Module throughput_optimization_guide

Expand description

§Raft Throughput Optimization Guide for Tonic gRPC in Rust

This guide provides empirically-tuned strategies to improve Raft performance using tonic with connection type isolation and configurable persistence. These optimizations address critical bottlenecks in consensus systems where network transport and disk I/O impact throughput and latency.

§Connection Type Strategy

We implement three distinct connection types to prevent head-of-line blocking:

Type	Purpose	Critical Operations	Performance Profile
`Control`	Consensus operations	Heartbeats, Votes, Config changes	Latency-sensitive (sub-ms)
`Data`	Log replication	AppendEntries, Log writes	Throughput-optimized
`Bulk`	Large transfers	Snapshot streaming	Bandwidth-intensive

pub(crate) enum ConnectionType {
    Control,  // Elections/heartbeats
    Data,     // Log replication
    Bulk,     // Snapshot transmission
}

§Persistence Strategy & Throughput/Latency Trade-offs

MemFirst is the only persistence strategy in v0.2.4+. It writes to OS page cache (process-crash safe, not power-loss safe) and flushes asynchronously.

§Strategy Configuration

[raft.persistence]
strategy = "MemFirst"
flush_policy = { Batch = { idle_flush_interval_ms = 1000 } }

§`MemFirst` Strategy

Write Path: Entry written to OS page cache immediately; IO thread flushes asynchronously.
Durability: Process crash safe (OS page cache survives). Power loss may drop the most recent unflushed entries.
Throughput: High. Writes batch naturally; no per-write fsync.

§`FlushPolicy` Tuning

Batch { idle_flush_interval_ms }: Flush after this many milliseconds of idle time.
- Lower values reduce data loss window but increase IO pressure.
- Default 1000 ms is suitable for most workloads.

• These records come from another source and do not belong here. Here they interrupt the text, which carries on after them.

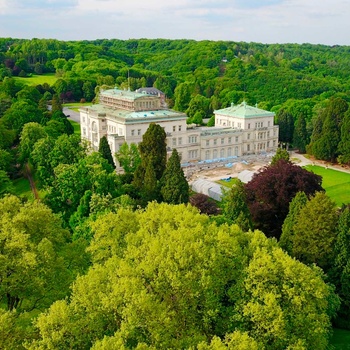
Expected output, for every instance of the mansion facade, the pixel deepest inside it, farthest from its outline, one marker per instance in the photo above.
(124, 116)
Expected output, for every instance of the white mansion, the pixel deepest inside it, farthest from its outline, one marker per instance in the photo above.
(124, 116)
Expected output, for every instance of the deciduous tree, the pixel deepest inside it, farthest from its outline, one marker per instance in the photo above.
(272, 189)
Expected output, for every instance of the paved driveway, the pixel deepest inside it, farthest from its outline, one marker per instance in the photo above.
(73, 115)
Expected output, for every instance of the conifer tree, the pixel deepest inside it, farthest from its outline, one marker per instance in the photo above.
(150, 190)
(153, 149)
(301, 136)
(281, 153)
(56, 104)
(298, 202)
(105, 151)
(235, 208)
(315, 232)
(174, 186)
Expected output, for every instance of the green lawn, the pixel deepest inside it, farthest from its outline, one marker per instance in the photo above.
(336, 183)
(38, 79)
(340, 339)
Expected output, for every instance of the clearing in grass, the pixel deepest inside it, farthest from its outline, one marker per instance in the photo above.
(336, 183)
(38, 79)
(340, 339)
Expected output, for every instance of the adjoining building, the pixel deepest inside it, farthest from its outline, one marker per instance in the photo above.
(124, 116)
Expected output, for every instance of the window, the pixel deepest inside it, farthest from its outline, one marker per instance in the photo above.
(192, 139)
(192, 154)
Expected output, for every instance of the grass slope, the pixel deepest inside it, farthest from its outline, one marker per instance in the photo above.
(336, 183)
(38, 79)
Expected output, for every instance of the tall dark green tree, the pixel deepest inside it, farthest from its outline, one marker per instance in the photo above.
(285, 122)
(327, 136)
(153, 149)
(315, 232)
(341, 274)
(281, 153)
(286, 240)
(105, 151)
(344, 144)
(174, 186)
(301, 135)
(235, 208)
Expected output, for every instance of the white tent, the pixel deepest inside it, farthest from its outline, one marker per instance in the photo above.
(246, 175)
(208, 188)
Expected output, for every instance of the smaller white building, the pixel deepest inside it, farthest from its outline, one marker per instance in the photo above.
(124, 116)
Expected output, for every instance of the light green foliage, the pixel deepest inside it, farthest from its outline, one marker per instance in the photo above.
(287, 236)
(128, 157)
(174, 280)
(20, 113)
(286, 302)
(32, 272)
(235, 341)
(281, 153)
(72, 180)
(30, 134)
(315, 231)
(6, 160)
(5, 184)
(174, 186)
(234, 206)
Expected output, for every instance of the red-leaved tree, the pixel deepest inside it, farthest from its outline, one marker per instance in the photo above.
(271, 190)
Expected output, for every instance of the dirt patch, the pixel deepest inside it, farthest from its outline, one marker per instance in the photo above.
(221, 171)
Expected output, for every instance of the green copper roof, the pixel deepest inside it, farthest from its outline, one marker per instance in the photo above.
(124, 94)
(244, 111)
(132, 116)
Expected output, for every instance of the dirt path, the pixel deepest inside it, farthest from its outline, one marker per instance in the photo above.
(31, 182)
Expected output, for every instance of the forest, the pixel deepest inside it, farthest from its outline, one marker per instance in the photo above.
(135, 260)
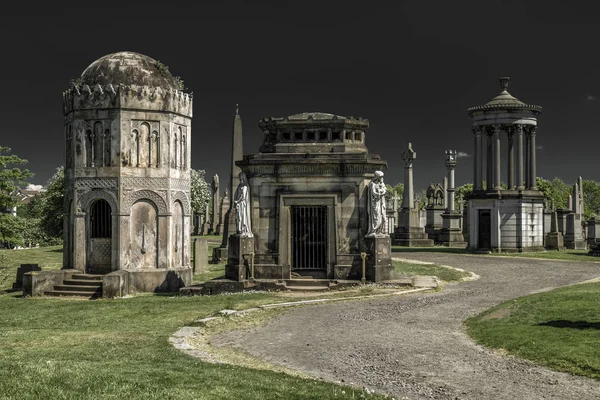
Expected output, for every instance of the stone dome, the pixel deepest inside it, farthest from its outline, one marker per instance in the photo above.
(129, 68)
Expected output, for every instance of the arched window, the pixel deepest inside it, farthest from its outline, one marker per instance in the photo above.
(100, 219)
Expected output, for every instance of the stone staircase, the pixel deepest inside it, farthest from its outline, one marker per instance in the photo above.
(82, 285)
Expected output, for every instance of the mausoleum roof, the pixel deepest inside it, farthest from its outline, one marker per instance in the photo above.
(129, 68)
(504, 101)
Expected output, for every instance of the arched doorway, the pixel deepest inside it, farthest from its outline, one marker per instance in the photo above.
(99, 237)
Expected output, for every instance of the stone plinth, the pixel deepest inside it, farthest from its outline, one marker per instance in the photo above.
(409, 233)
(434, 220)
(379, 258)
(555, 241)
(451, 232)
(238, 260)
(200, 255)
(574, 235)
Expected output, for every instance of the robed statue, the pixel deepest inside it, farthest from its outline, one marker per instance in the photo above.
(376, 206)
(241, 202)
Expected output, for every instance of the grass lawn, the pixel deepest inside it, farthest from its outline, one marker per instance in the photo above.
(115, 349)
(559, 328)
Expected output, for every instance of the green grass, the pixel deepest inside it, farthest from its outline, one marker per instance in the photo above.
(48, 258)
(118, 349)
(559, 329)
(115, 349)
(443, 273)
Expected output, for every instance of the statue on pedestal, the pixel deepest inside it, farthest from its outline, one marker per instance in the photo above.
(376, 206)
(241, 202)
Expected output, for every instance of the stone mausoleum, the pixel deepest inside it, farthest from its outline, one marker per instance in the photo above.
(308, 189)
(127, 176)
(511, 218)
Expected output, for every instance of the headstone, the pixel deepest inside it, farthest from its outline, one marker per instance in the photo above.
(451, 233)
(216, 203)
(200, 255)
(554, 239)
(18, 284)
(409, 231)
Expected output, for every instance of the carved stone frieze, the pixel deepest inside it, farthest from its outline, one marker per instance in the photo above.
(156, 197)
(183, 198)
(90, 183)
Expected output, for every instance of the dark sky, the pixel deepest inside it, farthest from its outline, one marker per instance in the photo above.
(411, 68)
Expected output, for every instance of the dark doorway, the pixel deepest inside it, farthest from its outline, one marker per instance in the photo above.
(100, 238)
(309, 239)
(485, 230)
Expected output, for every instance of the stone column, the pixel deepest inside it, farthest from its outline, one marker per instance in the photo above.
(478, 160)
(450, 166)
(408, 196)
(489, 157)
(216, 202)
(519, 129)
(532, 169)
(527, 161)
(496, 151)
(511, 160)
(445, 192)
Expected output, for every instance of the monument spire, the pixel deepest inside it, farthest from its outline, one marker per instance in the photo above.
(237, 153)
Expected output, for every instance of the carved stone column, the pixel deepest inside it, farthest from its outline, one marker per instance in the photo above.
(527, 161)
(496, 150)
(532, 169)
(519, 131)
(478, 159)
(511, 160)
(489, 161)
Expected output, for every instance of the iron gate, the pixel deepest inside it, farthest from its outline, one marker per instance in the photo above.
(309, 237)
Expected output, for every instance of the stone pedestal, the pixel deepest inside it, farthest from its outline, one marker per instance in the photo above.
(555, 241)
(574, 235)
(220, 254)
(379, 259)
(238, 260)
(200, 255)
(434, 220)
(409, 233)
(451, 233)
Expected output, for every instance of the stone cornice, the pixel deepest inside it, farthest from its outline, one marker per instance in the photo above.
(127, 97)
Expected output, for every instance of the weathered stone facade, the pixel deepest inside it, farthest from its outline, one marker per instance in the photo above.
(308, 194)
(127, 172)
(509, 219)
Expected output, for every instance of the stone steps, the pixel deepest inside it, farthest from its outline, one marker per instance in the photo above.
(82, 285)
(86, 294)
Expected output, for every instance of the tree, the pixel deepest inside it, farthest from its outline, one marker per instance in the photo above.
(11, 177)
(556, 190)
(199, 192)
(52, 206)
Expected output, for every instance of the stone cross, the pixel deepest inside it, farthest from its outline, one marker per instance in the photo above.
(408, 156)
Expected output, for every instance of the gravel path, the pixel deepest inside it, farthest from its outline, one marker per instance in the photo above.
(415, 347)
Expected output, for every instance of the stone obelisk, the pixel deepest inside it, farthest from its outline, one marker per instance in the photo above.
(237, 153)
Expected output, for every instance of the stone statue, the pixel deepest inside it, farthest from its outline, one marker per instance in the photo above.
(241, 202)
(376, 206)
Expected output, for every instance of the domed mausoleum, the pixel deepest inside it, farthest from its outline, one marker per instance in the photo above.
(127, 174)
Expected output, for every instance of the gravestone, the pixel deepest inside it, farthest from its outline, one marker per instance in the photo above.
(18, 284)
(554, 238)
(409, 231)
(200, 255)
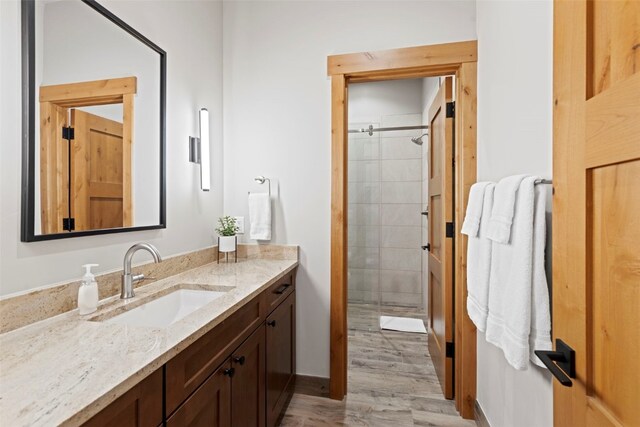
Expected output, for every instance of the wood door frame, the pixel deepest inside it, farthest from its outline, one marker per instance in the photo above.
(459, 59)
(71, 95)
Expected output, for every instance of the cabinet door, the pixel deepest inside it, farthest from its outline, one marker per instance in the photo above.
(209, 405)
(281, 357)
(192, 366)
(139, 407)
(247, 385)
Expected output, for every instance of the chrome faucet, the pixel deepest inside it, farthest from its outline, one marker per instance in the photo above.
(129, 279)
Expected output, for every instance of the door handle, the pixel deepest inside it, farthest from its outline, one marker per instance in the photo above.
(281, 289)
(561, 362)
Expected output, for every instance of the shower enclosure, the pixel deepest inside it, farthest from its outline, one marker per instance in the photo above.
(385, 195)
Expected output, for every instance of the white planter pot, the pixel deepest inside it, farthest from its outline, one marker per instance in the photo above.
(227, 243)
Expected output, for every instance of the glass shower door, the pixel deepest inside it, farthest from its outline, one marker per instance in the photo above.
(364, 229)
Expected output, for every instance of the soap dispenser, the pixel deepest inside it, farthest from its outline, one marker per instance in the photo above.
(88, 291)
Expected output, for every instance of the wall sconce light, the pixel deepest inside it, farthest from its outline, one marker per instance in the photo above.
(199, 151)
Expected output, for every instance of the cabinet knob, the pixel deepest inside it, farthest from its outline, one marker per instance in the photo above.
(281, 289)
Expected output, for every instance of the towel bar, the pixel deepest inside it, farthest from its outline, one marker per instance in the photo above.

Note: DiskFirst strategy was removed in v0.2.4. MemFirst writes to OS page cache and is process-crash safe but not power-loss safe — idle_flush_interval_ms controls flush frequency but does not provide fsync-level durability.

§Batching Configuration

The max_batch_size controls how many commands are drained per Raft loop iteration.

[raft.batching]
max_batch_size = 200  # default, suitable for most deployments

Deployment	Recommended	Rationale
Embedded 3-node	200	Matches typical concurrent client counts; higher values yield diminishing returns
Standalone 3-node	200	Network RTT dominates; batch size has limited impact
High concurrency (500+ clients)	500	Increase if HC Write throughput plateaus

Rule of thumb: For embedded mode, optimal max_batch_size ≈ concurrent_client_count. For standalone, keep at 200 unless profiling shows cmd_rx consistently saturated.

§Configuration Tuning

§Control Plane (`[network.control]`)

concurrency_limit = 8192
max_concurrent_streams = 500
connection_window_size = 2_097_152  # 2MB
http2_keep_alive_timeout_in_secs = 20  # Aggressive timeout

Why it matters:

Ensures election timeouts aren’t missed during load
Prevents heartbeat delays that cause unnecessary leader changes
Uses smaller windows for faster roundtrips

§Data Plane (`[network.data]`)

max_concurrent_streams = 500
connection_window_size = 6_291_456  # 6MB
request_timeout_in_ms = 200          # Batch-friendly

Optimization rationale:

Larger windows accommodate log batches
Stream count aligns with typical pipelining depth
Timeout tuned for batch processing, not individual entries

§Bulk Plane (`[network.bulk]` - Recommended)

# SNAPSHOT-SPECIFIC SETTINGS (EXAMPLE)
connect_timeout_in_ms = 1000         # Slow-start connections
request_timeout_in_ms = 30000        # 30s for large transfers
concurrency_limit = 4                # Few concurrent streams
connection_window_size = 33_554_432  # 32MB window

Snapshot considerations:

Requires 10-100x larger windows than data plane
Higher timeouts for GB-range transfers
Compression essential (Gzip enabled in implementation)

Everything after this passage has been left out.